Kendisi gibi bilim insanlarının, sosyal bilimler ve fen bilimleri gibi disiplinler arası çalışmalara ağırlık vermesi gerektiğini belirten Arslan, yanlışlamayı (falsification) bilimin vazgeçilmez bir parçası olarak tanımladı. Şüpheci yaklaşımın bilimsel doğrulara ulaşmada kritik öneme sahip olduğunu belirten Arslan, araştırma süreçlerinde empirik yöntemlerin (deneysel ve sayısal verilerle desteklenen) kullanılmasının zorunlu olduğunu savundu.
Afet Koordinasyonu ve Tahliyelerde Eksiklikler
Prof. Arslan, Elazığ depremi gibi büyük afetlerde koordinasyonun yetersiz kaldığını ve kritik alanlarda plansızlık yaşandığını ifade etti. Örneğin, hastanelerin ve kritik tesislerin tahliye süreçlerinin eksikliği hakkında önemli bir soruna işaret etti:
"Adana Şehir Hastanesi gibi merkezlerde kalp pili kullanan veya onkoloji hastalarının tahliyesi nasıl yapılacak?" sorusunu yönelten Arslan, bu tür kritik planların hâlâ hazırlık aşamasında olduğunu belirtti.
Hastaneler ve emniyet binalarının yıkılması gibi durumlarda kriz yönetiminin anlık olarak gelişmesi gerektiğini belirten Arslan, tatbikat eksikliğine de dikkat çekti. Tatbikatların düzenli olarak yapılmasının, olası krizlere karşı toplumun refleks geliştirmesi açısından önemli olduğunu vurguladı.

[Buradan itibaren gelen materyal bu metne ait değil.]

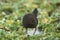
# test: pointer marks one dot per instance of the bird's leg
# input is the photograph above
(34, 31)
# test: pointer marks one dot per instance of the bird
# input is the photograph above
(30, 20)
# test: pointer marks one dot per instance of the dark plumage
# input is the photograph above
(30, 20)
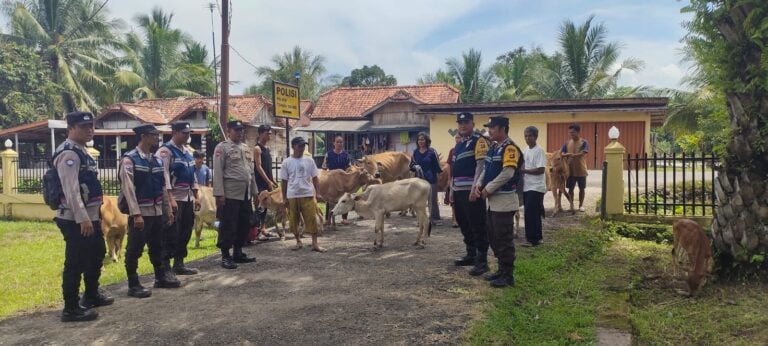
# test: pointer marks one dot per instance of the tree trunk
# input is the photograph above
(740, 227)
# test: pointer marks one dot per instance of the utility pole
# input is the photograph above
(224, 103)
(211, 6)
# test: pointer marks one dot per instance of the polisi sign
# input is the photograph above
(285, 98)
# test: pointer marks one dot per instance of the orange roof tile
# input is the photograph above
(164, 111)
(355, 102)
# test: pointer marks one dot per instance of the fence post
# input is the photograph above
(10, 158)
(614, 184)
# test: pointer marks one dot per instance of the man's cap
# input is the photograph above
(264, 128)
(464, 116)
(75, 118)
(497, 121)
(235, 125)
(181, 126)
(145, 129)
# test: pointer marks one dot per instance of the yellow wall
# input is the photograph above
(443, 142)
(25, 207)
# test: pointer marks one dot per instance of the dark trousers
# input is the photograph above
(177, 235)
(235, 221)
(471, 219)
(501, 234)
(83, 256)
(151, 235)
(534, 212)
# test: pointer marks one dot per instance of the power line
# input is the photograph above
(242, 57)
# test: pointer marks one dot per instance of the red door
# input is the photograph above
(596, 134)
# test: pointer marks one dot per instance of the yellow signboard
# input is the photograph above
(285, 98)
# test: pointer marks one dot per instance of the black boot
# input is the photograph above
(73, 312)
(481, 264)
(135, 289)
(506, 279)
(239, 257)
(228, 263)
(164, 278)
(467, 260)
(492, 276)
(180, 269)
(91, 300)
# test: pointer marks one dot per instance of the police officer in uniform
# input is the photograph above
(78, 220)
(181, 184)
(233, 186)
(498, 184)
(143, 185)
(467, 166)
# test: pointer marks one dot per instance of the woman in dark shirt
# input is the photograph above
(337, 158)
(427, 166)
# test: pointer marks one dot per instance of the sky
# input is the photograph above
(408, 38)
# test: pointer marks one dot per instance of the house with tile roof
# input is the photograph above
(374, 119)
(114, 124)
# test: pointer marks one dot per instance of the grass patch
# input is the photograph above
(723, 313)
(33, 258)
(557, 297)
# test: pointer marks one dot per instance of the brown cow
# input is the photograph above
(691, 240)
(114, 225)
(334, 183)
(273, 201)
(559, 176)
(389, 166)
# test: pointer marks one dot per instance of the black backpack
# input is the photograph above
(52, 191)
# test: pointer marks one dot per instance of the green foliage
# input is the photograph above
(658, 233)
(31, 282)
(75, 39)
(157, 65)
(475, 84)
(26, 91)
(368, 76)
(310, 67)
(582, 67)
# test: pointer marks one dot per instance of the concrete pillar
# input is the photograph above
(9, 158)
(614, 185)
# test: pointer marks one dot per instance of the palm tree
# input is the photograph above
(582, 68)
(515, 72)
(310, 67)
(156, 65)
(474, 83)
(76, 39)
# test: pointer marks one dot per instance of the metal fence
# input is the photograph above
(671, 185)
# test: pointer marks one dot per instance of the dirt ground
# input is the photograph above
(351, 294)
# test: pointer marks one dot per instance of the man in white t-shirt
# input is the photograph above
(298, 179)
(534, 186)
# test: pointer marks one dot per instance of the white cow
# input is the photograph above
(380, 199)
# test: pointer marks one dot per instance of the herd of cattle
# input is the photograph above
(387, 186)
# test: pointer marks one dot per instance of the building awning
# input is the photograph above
(336, 126)
(397, 128)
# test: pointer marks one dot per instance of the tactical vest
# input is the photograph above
(88, 176)
(148, 179)
(494, 163)
(464, 163)
(337, 161)
(182, 168)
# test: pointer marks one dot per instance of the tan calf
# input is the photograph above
(114, 225)
(691, 240)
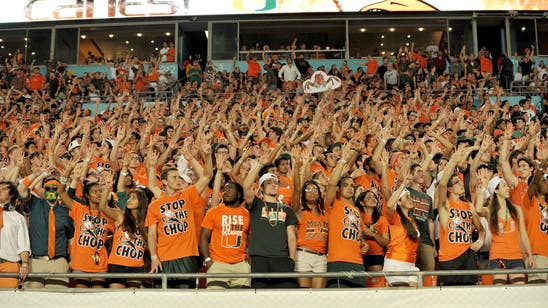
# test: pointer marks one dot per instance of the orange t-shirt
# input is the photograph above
(401, 247)
(99, 163)
(126, 250)
(345, 228)
(371, 66)
(312, 231)
(536, 222)
(175, 219)
(518, 194)
(253, 69)
(229, 229)
(90, 234)
(505, 244)
(456, 238)
(380, 227)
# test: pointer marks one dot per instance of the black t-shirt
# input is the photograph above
(269, 221)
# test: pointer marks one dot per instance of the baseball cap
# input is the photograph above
(267, 176)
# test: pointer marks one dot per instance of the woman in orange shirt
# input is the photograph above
(311, 232)
(128, 245)
(404, 239)
(508, 233)
(376, 232)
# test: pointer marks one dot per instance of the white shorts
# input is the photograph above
(309, 262)
(391, 265)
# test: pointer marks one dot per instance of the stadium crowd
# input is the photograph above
(399, 169)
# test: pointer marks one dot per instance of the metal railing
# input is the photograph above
(164, 277)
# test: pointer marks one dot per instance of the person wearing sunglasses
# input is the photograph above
(50, 228)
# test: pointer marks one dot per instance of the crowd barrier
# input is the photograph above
(165, 276)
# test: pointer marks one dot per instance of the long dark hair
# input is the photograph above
(360, 202)
(495, 207)
(319, 202)
(407, 224)
(132, 224)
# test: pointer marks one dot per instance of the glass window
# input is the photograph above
(224, 43)
(385, 37)
(460, 34)
(66, 41)
(542, 34)
(38, 46)
(317, 38)
(112, 43)
(522, 34)
(12, 46)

Bilimin Toplumdaki Rolü ve Sosyal Medyanın Etkisi
Arslan, teknolojik gelişmelerin ve sosyal medyanın, bilimsel çalışmaların yaygınlaştırılmasındaki rolüne de değindi.
Kuzey Kıbrıs ve İki Devletli Çözüm Vurgusu
Arslan, programda Kıbrıs konusuna da değinerek, Kuzey Kıbrıs Türk Cumhuriyeti'ne (KKTC) artık bağımsız bir devlet olarak yaklaşılması gerektiğini savundu. "Artık Kıbrıs Türk Devleti diyelim," şeklinde konuşan Arslan, Türkiye’nin Kıbrıs politikasında kararlı bir şekilde ilerlemesinin önemini vurguladı.
Kahramanmaraş depreminde KKTC’den gelen öğrencilerin tahliyesinde yaşanan sorunlara da değinen Arslan, afet yönetiminde koordinasyon eksikliğinin yalnızca Türkiye sınırları içinde değil, uluslararası boyutta da etkili olduğunu ifade etti.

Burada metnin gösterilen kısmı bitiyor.